5 gute Gründe, warum Radfahren froh und gesund macht | Selle Royal

5 gute Gründe, warum Radfahren froh und gesund macht

Bike Culture & Tips
5 gute Gründe, warum Radfahren froh und gesund macht
Juni 2018

Wer sich aufs Fahrrad schwingt, bewegt sich, und das tut dem gesamten Körper gut. Der Stoffwechsel wird angekurbelt, das Muskelgewebe baut Spannung auf, der Körper verbrennt überschüssiges Fett und vieles mehr.
So weit so gut, aber nichts Neues.
Was dagegen oft unterschätzt wird, ist das Zusammenspiel aller positiven Effekte einer Radfahrt auf Geist und Seele, und wenn wir objektiv sind, dann müssen wir zugeben, dass uns ein durchtrainierter Körper ohne ein entsprechendes geistiges Wohlbefinden nicht viel nützt.

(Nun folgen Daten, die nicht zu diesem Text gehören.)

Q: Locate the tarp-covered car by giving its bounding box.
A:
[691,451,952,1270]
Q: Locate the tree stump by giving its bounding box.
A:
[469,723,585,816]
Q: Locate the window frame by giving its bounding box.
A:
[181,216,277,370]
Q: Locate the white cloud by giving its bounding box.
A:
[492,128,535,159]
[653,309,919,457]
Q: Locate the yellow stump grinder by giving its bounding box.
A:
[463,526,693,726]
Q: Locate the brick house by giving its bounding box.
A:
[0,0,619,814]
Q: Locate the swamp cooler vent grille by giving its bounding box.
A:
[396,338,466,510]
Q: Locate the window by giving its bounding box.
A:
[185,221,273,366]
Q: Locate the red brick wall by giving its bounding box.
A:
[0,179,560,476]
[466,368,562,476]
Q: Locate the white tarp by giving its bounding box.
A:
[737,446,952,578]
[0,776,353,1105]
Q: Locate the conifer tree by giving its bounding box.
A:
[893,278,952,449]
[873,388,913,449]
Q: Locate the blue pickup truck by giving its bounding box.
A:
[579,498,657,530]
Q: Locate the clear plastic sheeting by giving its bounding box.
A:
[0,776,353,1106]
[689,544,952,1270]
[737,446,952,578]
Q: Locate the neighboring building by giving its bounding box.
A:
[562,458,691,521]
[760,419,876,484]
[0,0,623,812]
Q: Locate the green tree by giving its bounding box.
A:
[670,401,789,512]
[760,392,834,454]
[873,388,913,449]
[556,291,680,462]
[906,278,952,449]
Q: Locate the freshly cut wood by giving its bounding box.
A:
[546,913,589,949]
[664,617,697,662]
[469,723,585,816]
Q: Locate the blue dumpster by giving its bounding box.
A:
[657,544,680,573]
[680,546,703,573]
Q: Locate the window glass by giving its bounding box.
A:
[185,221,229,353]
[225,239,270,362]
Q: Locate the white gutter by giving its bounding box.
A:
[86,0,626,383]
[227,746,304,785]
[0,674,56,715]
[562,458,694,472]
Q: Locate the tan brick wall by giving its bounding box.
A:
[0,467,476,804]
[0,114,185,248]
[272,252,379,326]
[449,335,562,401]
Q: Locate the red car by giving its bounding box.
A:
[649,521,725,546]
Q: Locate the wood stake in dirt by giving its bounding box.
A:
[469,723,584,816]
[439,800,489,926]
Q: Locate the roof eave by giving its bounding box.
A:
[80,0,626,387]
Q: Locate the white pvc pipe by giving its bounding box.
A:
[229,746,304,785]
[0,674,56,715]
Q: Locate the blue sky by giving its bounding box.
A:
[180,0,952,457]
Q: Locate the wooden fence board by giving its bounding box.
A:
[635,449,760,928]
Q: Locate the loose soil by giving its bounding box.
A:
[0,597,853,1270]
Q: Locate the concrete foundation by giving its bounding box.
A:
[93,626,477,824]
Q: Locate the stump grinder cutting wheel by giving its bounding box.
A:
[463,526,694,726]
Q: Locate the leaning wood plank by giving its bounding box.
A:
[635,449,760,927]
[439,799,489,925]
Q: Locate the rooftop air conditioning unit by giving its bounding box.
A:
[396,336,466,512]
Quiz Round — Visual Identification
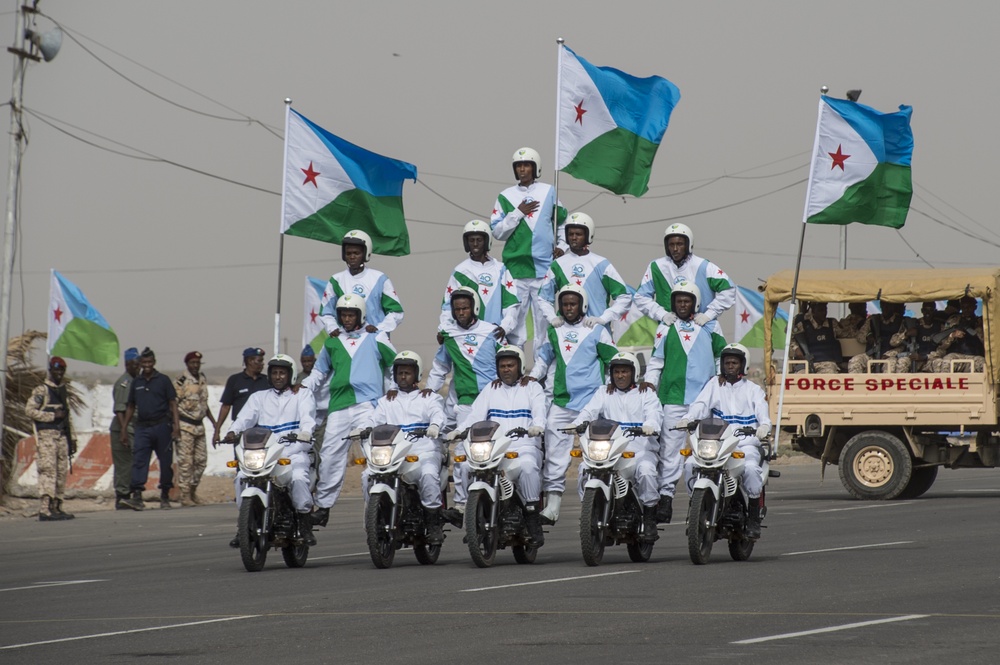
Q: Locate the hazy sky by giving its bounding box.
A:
[0,0,1000,378]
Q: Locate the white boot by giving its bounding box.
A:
[541,492,562,524]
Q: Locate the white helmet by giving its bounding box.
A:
[340,229,372,263]
[511,148,542,179]
[719,342,750,376]
[334,293,367,327]
[563,212,597,245]
[267,353,298,386]
[496,344,524,376]
[670,280,701,312]
[663,224,694,253]
[556,284,587,316]
[462,219,493,251]
[392,351,424,381]
[448,286,479,319]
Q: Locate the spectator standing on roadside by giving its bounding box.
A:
[111,346,139,510]
[212,346,270,445]
[174,351,216,507]
[24,356,76,522]
[122,346,181,510]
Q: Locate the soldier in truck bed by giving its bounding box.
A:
[847,300,906,374]
[930,296,986,372]
[790,302,843,374]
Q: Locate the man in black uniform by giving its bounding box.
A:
[121,346,181,510]
[790,302,842,374]
[212,346,270,446]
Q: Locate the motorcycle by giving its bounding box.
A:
[227,427,316,573]
[563,419,653,566]
[455,420,538,568]
[348,425,448,568]
[674,418,780,565]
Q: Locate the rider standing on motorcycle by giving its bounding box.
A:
[677,344,771,539]
[573,353,663,543]
[642,281,726,524]
[530,283,618,524]
[223,354,316,547]
[302,294,396,526]
[449,345,545,547]
[360,351,444,545]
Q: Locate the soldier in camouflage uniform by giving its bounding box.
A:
[174,351,215,506]
[930,296,986,372]
[789,302,843,374]
[847,301,906,374]
[24,356,76,522]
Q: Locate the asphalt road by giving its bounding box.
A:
[0,465,1000,665]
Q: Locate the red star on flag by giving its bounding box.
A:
[299,162,319,189]
[826,145,850,171]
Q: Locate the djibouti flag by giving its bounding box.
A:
[556,46,681,196]
[281,108,417,256]
[805,96,913,229]
[302,276,329,355]
[45,270,118,367]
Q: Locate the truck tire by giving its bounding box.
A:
[839,430,913,500]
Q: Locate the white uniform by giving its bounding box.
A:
[358,389,444,509]
[684,379,771,499]
[572,387,663,506]
[459,382,545,503]
[229,388,316,513]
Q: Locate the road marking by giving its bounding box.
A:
[781,540,916,556]
[0,580,107,593]
[816,501,913,513]
[309,552,368,561]
[0,614,261,651]
[731,614,930,644]
[459,570,640,593]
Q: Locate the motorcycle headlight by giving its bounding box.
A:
[698,441,719,459]
[587,441,611,462]
[371,446,392,466]
[243,450,267,471]
[469,441,493,462]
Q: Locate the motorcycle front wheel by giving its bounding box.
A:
[688,487,715,566]
[365,494,396,568]
[236,497,268,573]
[580,487,608,566]
[465,490,500,568]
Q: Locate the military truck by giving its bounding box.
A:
[761,268,1000,499]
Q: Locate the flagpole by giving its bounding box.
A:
[774,85,829,454]
[552,37,566,255]
[274,97,292,355]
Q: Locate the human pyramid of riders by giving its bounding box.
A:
[226,148,770,548]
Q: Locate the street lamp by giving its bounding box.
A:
[0,0,62,446]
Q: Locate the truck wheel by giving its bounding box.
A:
[899,466,938,499]
[840,430,913,500]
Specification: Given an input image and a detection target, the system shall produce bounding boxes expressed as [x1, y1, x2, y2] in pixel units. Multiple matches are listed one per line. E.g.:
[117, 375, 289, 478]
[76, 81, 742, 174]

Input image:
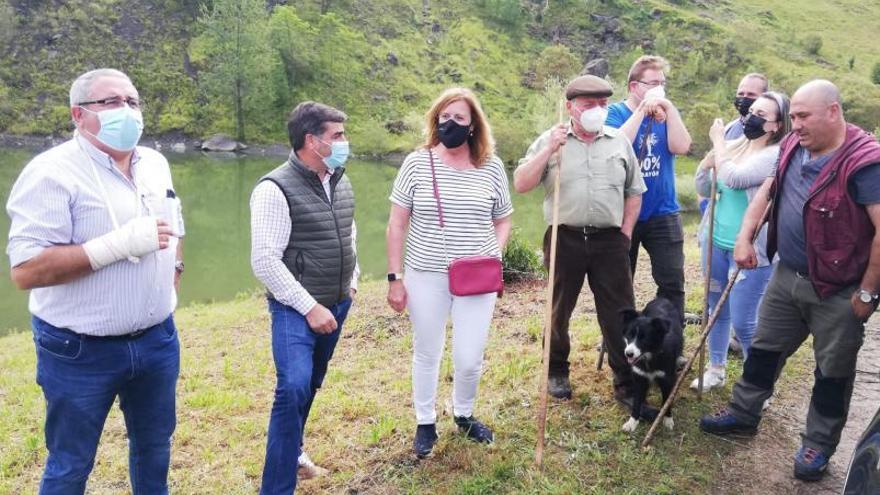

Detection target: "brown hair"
[425, 88, 495, 167]
[758, 91, 791, 144]
[287, 101, 348, 151]
[626, 55, 669, 84]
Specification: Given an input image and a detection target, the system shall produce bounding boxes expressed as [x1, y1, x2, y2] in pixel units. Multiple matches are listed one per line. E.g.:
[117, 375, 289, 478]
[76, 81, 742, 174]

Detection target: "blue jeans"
[32, 316, 180, 495]
[260, 298, 351, 495]
[629, 213, 684, 325]
[702, 242, 773, 366]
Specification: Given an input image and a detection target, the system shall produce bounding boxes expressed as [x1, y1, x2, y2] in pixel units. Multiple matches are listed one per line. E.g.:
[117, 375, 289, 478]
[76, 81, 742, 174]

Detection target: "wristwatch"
[858, 289, 880, 304]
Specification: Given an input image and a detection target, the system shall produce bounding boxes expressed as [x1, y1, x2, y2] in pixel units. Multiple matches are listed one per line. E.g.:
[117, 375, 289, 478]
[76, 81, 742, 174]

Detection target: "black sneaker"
[453, 416, 495, 443]
[794, 447, 828, 481]
[547, 375, 571, 400]
[413, 423, 437, 459]
[700, 409, 758, 436]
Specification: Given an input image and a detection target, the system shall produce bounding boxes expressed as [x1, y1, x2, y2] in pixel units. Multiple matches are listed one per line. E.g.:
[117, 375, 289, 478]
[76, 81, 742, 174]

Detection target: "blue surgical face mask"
[80, 105, 144, 151]
[315, 139, 349, 170]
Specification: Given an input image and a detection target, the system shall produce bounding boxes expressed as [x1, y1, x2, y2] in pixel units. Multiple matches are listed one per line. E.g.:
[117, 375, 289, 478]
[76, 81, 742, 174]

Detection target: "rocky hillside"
[0, 0, 880, 161]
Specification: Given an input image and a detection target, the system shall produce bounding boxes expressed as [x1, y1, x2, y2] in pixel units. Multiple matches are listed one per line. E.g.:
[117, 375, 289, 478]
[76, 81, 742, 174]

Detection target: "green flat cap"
[565, 74, 614, 100]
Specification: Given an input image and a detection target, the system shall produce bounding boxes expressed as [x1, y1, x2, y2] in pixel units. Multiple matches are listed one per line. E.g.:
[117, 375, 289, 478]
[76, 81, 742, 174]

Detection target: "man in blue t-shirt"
[605, 55, 691, 322]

Radfahren kann unserer Psyche viel Gutes tun. Hier nur einige Beispiele:

1) Radfahrer stehen weniger unter Stress als Autofahrer
Eine von Hewlett-Packard durchgeführte Studie hat gezeigt, dass der Puls eines Autofahrers, der zur Rushhour im Verkehr stecken bleibt, bis zu 145 Schläge pro Minute erreichen kann, mehr als doppelt so viel wie der durchschnittliche Puls eines durchschnittlichen gesunden Erwachsenen. Der Stresspegel von Autofahrern liegt höher als der von Kampffliegern oder Polizisten. Außerdem fühlen Autofahrer sich oft ohnmächtig angesichts der langen Staus, die sie ohne Ausweg zum reglosen Ausharren in ihren Autos zwingen, und das manchmal über Stunden.

2) Das Fahrrad fördert einen guten Schlaf
Eine von Forschern der medizinischen Fakultät der Stanford University durchgeführte Untersuchung hat ergeben, dass 20-30 Minuten Radfahren am Tag hilft, besser zu schlafen. Menschen mit Schlafstörungen, die regelmäßig Rad führen, schliefen, so die Studie, doppelt so schnell ein und schliefen zudem eine Stunde länger. Schließlich helfe uns, so Professor Jim Horne vom Schlafzentrum der Universität Loughborough, die Sonne, der wir beim Radfahren ausgesetzt sind, unseren Biorhythmus beizubehalten, außerdem senke sie den Cortisolspiegel im Körper, was dem Schlaf förderlich sei.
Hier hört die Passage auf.